If you are looking for a quicker trip, try putting in at another location.  Unfortunately, I don't think there's a name for my favorite alternative, but you can find it pretty easily using the directions to Site # 24 on the North Alabama Birding Trail.  When you turn onto the dirt road leading to the observation tower, go straight through the field rather than turning right toward the tower.  When you first see water on the right, put in there and you will find yourself in the thick of gator territory.

Where are the Gators Already??

Wherever you put-in, the gator population in Limestone Bay is primarily concentrated in the area in which Limestone Creek first begins to widen into a Bay. Study the maps on Google and trace the maps to this area. There's one pretty recognizable cove off the main stream of the Creek, after it begins to widen, which I have referred to as "Gator Cove" in the past.  I have been told by several trustworthy paddlers that a 12-14 foot gator resides in Gator Cove.  I've paddled there a few times but haven't had the pleasure of encountering him.  However, at multiple locations just around the corner, I've seen them.  

On one occasion, I encountered an approximately 8-10 footer lying on a log just about 100 yards downstream from Gator Cove.  I was paddling with two friends, and the gator was kind enough to allow us to paddle up pretty close to take photos, but when my friend's cell phone rang, the gator immediately jumped in the water and disappeared.  And as you might imagine, so did I. 

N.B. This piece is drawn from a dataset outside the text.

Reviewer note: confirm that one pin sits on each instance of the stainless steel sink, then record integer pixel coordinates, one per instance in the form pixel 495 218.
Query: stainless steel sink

We are working on a Google Map listing the precise locations where we have seen alligators on Limestone Bay, and we will update once it is ready. 

A Final Word of Warning

If you go, keep in mind these three things: (1) your best chance of seeing an alligator is early in the morning or late in the afternoon; (2) your best chance of getting eaten by an alligator is early in the morning or late in the afternoon; (3) if you are dumb enough to feed an alligator, your chances of both (1) and (2) improve dramatically. 

In summary, there's no experience in the world like paddling up next to one of the planet's most adaptive and iconic predators.  But please don't do anything that will lessen the gators' natural fear of humans, and increase the danger of viewing them.  We are blessed that the alligators in Limestone Bay are such a well-kept secret that only a small community of people even know where to find them.  The members of that community have been smart enough not to feed them, because they know that a fed gator is a dangerous gator.  Keep that tradition alive by viewing them from a distance, and leaving them alone. 

Oh, and if you want a really cool experience, look for them from shore at night with a powerful flashlight.  Their eyes glow red in the light.